To end our semester, re-designing our space served as another way to give back to the community around us. We have created an open area suitable for a collaborative work area where students can feel free to converse with their peers easily or work quietly in their on spacing. The "fun fun fun" inspiration wall serves just as that, inspiration to evoke ideas of color and form for projects and even serve as a basis for focus or discussion starter for our peers that will inhabit the space next semester. The re-design of the space was hard work! Consisting of 15 counterparts and 1 million ideas we came together through a series of charettes and each person contributed to the overall design and appeal of the space. I feel as if the space was a success in introducing color, continuous form, and new storage spacings. I am sure the next group will utilize this space to its fullest potential and hopefully be able to understand why the adjustments that were made were put into use for a better working and learning studio environment.

NGM [final submission]

From the concept and learning theory chosen, I began to edit the space, eliminating a boundary wall to create an open flow throughout the entire space. Taking the process of a computer, I broke down the steps into 4 phases: input, transmission, processing, and output. These phases relate to a classroom by way of teacher, lecture area, work areas, and overall classroom area. Each phase runs simultaneously with the list above in comparison to one another and their functions. Once adhering the phases and components of the overall classroom, design began with applying different forms, structures, and techniques to develop a space of networking.

NGM [final submission]

Design is an everchanging process. Design grows, evolves, and sometimes reverses itself in that an original idea could become the final idea....that did not occur so much with this project. However, I feel that I was able to really develop a believeable space with realistic design approaches for a successful learning environment. The end concept came to be networking, exploring the relationship between the functionality of a computer unit versus the perplexities of the human brain.

Friday, April 17, 2009

NGM [equivalence process]

NGM [concept change]

So.....had a conversation with Patrick and it was more than useful! I am now rejuvenated and energized to complete and fulfill the needs of this project. My direction has evolved, now incorporating nature and the purpose of the classroom....TECHNOLOGY.

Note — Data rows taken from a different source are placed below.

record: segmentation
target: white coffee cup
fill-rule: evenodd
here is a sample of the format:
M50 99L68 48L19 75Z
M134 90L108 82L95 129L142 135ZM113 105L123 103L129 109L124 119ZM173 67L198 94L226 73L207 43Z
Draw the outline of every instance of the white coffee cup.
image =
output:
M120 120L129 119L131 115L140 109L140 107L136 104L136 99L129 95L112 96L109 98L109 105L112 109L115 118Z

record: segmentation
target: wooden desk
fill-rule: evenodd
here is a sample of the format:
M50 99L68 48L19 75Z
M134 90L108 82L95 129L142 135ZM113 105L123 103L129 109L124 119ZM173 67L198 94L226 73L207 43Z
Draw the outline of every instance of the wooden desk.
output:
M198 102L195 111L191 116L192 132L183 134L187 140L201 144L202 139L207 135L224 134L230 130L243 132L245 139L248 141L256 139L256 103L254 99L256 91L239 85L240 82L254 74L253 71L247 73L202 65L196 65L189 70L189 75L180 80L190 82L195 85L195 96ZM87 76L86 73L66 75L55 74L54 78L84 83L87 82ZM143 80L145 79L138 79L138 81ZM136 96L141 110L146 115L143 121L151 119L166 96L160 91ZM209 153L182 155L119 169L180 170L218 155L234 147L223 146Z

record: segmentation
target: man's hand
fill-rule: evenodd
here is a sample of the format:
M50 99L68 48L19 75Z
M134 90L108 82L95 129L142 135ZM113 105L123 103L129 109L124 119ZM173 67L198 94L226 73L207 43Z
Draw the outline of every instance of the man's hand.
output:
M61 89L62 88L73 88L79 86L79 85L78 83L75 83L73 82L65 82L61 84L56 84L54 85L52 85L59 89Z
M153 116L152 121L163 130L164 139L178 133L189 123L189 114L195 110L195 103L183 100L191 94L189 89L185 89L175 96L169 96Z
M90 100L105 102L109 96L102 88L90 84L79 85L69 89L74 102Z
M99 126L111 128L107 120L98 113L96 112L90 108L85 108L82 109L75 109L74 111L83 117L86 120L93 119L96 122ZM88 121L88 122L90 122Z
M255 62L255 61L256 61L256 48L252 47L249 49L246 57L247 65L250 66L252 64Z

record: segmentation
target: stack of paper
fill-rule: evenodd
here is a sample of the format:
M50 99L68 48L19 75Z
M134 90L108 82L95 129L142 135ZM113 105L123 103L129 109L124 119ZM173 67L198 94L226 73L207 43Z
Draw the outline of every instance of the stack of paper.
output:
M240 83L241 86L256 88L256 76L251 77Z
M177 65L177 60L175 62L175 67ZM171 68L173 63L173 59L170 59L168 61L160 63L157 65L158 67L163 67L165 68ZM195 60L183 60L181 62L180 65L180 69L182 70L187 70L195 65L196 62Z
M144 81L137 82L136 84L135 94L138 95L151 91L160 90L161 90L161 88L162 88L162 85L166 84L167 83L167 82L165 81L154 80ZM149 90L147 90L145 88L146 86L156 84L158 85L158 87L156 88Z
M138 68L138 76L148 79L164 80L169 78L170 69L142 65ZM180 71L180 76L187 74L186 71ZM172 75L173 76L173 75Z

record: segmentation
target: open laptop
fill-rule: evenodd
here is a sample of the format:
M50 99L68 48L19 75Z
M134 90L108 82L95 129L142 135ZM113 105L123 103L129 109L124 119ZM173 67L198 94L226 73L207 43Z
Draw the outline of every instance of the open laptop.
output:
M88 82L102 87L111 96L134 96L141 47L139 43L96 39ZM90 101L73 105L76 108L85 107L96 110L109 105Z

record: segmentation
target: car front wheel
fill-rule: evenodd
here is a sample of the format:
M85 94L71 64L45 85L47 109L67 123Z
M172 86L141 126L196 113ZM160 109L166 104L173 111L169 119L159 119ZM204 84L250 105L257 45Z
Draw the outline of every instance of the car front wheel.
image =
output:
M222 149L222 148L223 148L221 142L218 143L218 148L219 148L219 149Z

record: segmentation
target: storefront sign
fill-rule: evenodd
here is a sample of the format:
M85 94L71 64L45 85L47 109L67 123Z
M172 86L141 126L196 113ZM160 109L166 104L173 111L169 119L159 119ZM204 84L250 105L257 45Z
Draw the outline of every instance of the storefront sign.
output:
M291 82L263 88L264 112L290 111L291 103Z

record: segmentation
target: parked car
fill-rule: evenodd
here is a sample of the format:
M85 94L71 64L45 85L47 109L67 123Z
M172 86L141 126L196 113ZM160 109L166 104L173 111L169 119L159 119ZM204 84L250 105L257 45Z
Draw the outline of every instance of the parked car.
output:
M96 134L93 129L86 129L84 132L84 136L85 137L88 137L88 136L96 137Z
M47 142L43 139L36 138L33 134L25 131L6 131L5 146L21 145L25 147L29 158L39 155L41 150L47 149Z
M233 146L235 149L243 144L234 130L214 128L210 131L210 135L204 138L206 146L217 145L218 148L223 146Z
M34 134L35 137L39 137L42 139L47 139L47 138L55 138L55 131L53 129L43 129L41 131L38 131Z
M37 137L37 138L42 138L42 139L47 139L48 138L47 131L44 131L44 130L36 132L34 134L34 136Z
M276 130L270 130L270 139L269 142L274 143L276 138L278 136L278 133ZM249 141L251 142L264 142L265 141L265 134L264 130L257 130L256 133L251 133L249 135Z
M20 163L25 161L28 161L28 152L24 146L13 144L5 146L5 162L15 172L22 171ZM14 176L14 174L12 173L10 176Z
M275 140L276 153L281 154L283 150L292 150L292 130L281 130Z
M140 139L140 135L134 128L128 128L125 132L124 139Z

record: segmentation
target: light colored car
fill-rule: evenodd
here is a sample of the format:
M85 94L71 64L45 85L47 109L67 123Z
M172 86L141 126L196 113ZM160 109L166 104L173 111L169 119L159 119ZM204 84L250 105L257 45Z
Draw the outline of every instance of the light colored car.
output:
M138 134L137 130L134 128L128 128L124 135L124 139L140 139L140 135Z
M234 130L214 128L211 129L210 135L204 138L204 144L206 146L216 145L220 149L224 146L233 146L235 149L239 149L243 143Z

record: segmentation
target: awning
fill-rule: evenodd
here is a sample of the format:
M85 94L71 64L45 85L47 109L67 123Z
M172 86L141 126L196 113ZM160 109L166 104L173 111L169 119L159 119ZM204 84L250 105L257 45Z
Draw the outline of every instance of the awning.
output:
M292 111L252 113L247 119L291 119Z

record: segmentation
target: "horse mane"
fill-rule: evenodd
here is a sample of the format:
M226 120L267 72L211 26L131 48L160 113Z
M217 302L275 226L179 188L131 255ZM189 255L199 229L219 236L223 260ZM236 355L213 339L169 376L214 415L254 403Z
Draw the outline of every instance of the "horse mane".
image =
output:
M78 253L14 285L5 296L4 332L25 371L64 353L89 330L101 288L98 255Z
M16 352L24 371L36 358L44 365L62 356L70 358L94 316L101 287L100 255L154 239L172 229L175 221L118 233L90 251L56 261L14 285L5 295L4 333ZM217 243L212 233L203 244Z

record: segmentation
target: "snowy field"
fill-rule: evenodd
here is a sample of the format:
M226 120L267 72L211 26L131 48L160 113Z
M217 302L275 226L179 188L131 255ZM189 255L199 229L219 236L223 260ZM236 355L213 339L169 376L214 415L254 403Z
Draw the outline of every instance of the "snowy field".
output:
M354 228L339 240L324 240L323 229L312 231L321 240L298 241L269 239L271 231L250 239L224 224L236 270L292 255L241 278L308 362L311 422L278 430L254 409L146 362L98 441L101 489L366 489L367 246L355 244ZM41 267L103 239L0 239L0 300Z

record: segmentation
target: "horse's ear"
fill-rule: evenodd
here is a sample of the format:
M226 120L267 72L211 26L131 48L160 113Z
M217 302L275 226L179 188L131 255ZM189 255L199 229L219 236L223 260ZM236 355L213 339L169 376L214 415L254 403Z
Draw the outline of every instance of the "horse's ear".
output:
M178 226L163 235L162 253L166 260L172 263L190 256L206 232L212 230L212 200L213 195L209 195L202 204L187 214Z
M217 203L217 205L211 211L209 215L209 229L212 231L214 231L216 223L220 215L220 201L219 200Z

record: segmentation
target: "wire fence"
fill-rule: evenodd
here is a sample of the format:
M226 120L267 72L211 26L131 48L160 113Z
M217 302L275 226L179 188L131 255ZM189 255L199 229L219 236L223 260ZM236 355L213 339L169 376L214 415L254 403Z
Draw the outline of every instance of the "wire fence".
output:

New concept now stands as:

[equivalence] a balance between nature and technology
This concept is going to be supported by a study of Left Brain versus Right Brain theories of education. Adhering to the different ways in which the brain works and the ways that these differences can be incorporated into various teaching styles.

Monday, April 6, 2009

NGM [process work]

Above is a combination of the existing room design, incorporated with my ideals for the space. The most influential concerns for the space were to provide a balance for the excessive heat gain due to all of the computer units, glare from the windows on the computer screens, but Dorand mentioned that he enjoyed the layout of the space because it gave him easy access to all students computer screens while having instructional or lecture time.

The above image features my proposal for the "lab wall" separating the classroom area from the task area. Now the space has two square windows blocking out the space to ensure adequate viewing from teacher to student. I propose slits that mimic movement and growth, the opening will be filled with a 3form glass product. The spaces would still be visible from each side but provide visual interest to the overall concept and design.

Friday, April 3, 2009

NGM [precedent]

SHELL designed by Japanese architects ARTechnic is located in Karuizawa Japan. The 2 story structure features 2 oval shapes within cube forms. Constructing the building has a focus of nature and inhabitance, infusing the two for successful design reminiscent of chi, enforcing free energy movement.